Last summer, I practiced tai chi with my 83-year-old mother on the senior center near her home. The hour-long class helped me understand why this flowing, meditative practice is a really perfect exercise for older individuals with health issues. My mom is doing effective, but she has osteoporosis and had a heart valve replaced a couple of years ago.
Practiced in China for hundreds of years, tai chi has turn out to be popular within the United States in recent times, because of growing evidence of its many health advantages. Tai Chi not only improves balance and suppleness, it might prevent falls, reduce pain, and even help your heart.
Like walking, which will be relaxed or brisk, tai chi is definitely adaptable. You can do gentle movements while sitting in a chair or standing. You can repeat the sequence of movements to progressively strengthen your muscles. Like yoga, tai chi stretches your joints and connective tissues. But you don't need to land on the ground – a boon for individuals with limited mobility. And like yoga and meditation, tai chi encourages deep, slow respiratory.
Researchers analyzed data from 33 studies involving nearly 1,600 adults. Most were of their 60s or 70s and all had a number of chronic conditions: osteoarthritis, breast cancer, heart failure, or chronic obstructive pulmonary disease (COPD), a serious lung condition that features chronic bronchitis and emphysema. are included.
All studies were randomized and controlled: they compared individuals who did tai chi with individuals who either did one other kind of exercise or waited to affix a tai chi class. Overall, those that did tai chi showed greater improvements within the six-minute walking test, muscle strength (measured by bending and lengthening the knees), and quality of life. People with osteoarthritis didn’t bite as strongly as those with other conditions, but their pain and stiffness improved.

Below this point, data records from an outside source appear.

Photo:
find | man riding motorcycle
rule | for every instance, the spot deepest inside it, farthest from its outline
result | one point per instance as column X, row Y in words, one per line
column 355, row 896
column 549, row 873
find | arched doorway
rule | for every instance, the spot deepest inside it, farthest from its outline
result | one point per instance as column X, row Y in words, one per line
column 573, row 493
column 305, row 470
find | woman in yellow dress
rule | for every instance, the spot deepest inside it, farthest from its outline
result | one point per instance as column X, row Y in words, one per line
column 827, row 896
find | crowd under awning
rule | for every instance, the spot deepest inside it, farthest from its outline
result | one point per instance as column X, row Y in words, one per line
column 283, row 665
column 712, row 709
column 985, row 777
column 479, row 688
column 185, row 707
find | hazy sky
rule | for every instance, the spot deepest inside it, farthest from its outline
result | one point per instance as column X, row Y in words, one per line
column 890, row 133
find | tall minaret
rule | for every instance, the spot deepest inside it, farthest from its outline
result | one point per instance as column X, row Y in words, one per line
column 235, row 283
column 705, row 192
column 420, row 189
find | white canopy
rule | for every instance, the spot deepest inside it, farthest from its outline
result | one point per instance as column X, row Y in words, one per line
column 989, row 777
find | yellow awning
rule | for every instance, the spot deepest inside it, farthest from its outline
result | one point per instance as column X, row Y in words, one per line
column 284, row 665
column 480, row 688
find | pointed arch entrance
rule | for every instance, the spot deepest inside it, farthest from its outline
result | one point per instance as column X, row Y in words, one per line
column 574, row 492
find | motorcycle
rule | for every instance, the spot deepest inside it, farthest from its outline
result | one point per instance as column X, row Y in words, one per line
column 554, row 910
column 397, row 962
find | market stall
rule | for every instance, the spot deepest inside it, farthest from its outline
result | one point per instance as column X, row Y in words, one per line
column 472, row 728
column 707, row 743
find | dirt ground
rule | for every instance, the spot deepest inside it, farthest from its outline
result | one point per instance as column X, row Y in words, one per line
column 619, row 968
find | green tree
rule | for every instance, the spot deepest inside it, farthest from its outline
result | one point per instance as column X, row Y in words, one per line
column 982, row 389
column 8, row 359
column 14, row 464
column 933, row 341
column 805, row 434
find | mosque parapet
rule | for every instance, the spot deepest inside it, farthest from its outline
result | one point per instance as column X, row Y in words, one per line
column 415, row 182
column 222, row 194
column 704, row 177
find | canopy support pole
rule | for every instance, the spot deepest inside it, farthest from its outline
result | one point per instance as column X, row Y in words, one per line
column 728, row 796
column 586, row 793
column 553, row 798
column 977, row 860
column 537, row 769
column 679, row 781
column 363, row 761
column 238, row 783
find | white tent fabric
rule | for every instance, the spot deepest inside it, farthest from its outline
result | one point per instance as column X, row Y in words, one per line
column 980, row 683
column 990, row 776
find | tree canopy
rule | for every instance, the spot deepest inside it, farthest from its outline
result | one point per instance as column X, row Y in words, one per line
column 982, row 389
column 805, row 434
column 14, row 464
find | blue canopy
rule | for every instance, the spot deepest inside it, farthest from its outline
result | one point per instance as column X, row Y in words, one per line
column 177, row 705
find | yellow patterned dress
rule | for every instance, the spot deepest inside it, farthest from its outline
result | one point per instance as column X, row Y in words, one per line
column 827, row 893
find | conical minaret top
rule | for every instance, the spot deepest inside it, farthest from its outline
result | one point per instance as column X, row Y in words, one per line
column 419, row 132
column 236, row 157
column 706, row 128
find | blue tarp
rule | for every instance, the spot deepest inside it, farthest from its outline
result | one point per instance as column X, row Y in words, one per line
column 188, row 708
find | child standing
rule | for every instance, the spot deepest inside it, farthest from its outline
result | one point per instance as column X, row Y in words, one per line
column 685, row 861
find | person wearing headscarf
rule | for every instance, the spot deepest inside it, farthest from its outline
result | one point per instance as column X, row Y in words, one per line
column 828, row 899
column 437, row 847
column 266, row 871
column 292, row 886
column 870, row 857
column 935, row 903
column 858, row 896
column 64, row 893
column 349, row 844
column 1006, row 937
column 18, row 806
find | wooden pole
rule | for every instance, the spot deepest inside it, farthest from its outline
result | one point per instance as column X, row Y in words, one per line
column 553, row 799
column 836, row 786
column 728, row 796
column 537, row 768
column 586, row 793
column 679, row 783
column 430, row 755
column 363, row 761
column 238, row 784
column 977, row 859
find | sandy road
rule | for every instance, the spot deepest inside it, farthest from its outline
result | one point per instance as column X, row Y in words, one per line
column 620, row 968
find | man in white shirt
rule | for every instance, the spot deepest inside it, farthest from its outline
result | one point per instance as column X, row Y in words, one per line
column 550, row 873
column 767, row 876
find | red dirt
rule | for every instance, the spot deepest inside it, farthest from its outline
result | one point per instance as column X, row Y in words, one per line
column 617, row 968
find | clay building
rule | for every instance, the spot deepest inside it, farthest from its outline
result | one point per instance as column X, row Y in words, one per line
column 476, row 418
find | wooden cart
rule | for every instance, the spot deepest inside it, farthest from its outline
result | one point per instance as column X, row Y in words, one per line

And individuals with COPD who did tai chi had less shortness of breath.
In fact, that is what I find most helpful about tai chi, sometimes called “meditation in motion.” During the category, the teacher guides you thru a series of slow-motion postures with provocative explanations, equivalent to “holding the bird's tail” and “waving your hands like clouds.” Instead of mentally scrolling through my to-do list (as I’m susceptible to during regular meditation), I used to be in a position to remain calm while focused. I also noticed a way of camaraderie among the many people in my mother's class. This is another excuse why taking tai chi classes improves people's quality of life, Wen says.
Classes often cost about $15. Wear loose, comfortable clothing and shoes equivalent to supportive shoes. Or you’ll be able to go barefoot in case you prefer. If you’ll be able to't find a category that's convenient for you, you’ll be able to buy a DVD, or search online for a video.